Of SA’s total R270.8bn of exports, Germany was the main beneficiary, with R83.1bn, followed by Belgium (R34.1bn), US (R27.9bn), Spain (R17.8bn) and the UK (R14.7bn). The top 10 was rounded out by Australia, Namibia, Czech Republic, Zimbabwe and Japan. With the exception of SA’s two African neighbours, these countries all plan to phase out ICE technology in the next decade or so.

Last year, the local motor industry exported 66.5% of vehicles it manufactured. Nearly all, however, were ICE. After years of nagging by the local motor industry, the government has begun to outline how it plans to assist the transition to local EV manufacture.

Clearly, however, it cannot be a wholesale shift. Last year the industry exported to nearly 150 countries and territories. Many are nowhere near ready for an EV future, meaning the local industry must run parallel ICE and EV production for years to come.

The rest of Africa, particularly, will be a major ICE market. Last year, vehicle exports to the continent grew from 22,563 to 25,381 and the total value of automotive exports from R34.9bn to R42.8bn.

The latest trade manual shows the SA motor industry is doing its best to grow and meet changing market demands. The aim remains to almost double vehicle production in the next decade through growing local and export demand. Can it do so?
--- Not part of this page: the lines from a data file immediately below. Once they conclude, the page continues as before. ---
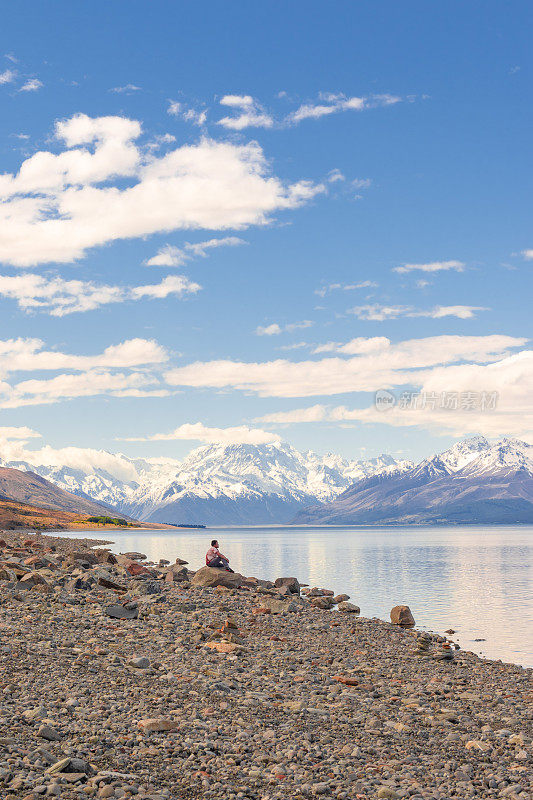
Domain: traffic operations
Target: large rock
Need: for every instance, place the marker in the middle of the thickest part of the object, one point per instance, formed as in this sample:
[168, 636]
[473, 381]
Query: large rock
[177, 573]
[127, 611]
[212, 577]
[289, 585]
[401, 615]
[157, 724]
[280, 605]
[348, 608]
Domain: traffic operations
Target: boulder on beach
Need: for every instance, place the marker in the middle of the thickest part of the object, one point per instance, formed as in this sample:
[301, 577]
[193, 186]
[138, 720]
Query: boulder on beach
[401, 615]
[289, 585]
[348, 608]
[212, 577]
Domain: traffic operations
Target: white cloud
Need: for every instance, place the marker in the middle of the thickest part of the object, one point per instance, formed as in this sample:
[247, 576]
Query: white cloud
[195, 116]
[508, 380]
[357, 346]
[379, 313]
[174, 108]
[274, 329]
[59, 297]
[170, 256]
[31, 85]
[433, 266]
[316, 413]
[22, 432]
[251, 114]
[269, 330]
[88, 376]
[237, 101]
[54, 211]
[361, 183]
[385, 366]
[129, 88]
[462, 312]
[172, 284]
[345, 287]
[335, 103]
[12, 448]
[335, 175]
[7, 76]
[28, 355]
[199, 432]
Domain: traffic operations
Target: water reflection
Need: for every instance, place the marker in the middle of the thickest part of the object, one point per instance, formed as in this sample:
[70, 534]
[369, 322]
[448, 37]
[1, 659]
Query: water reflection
[476, 581]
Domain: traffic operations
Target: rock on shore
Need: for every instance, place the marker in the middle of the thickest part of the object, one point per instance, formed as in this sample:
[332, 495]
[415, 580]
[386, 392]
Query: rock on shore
[238, 693]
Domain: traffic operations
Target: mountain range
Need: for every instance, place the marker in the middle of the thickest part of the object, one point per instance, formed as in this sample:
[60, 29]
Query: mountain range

Nowhere is the challenge illustrated more starkly than in recent sales figures. In the first four months of 2024, exports fell 9.1%, the victim of political uncertainty, regional wars and the global economic outlook. Domestic sales were 4% down, as consumers buckled under the weight of economic pressures. No quick fix, home or away, is confidently expected.

Correction: May 13 2024

The headline has been amended to reflect that growth refers to exports.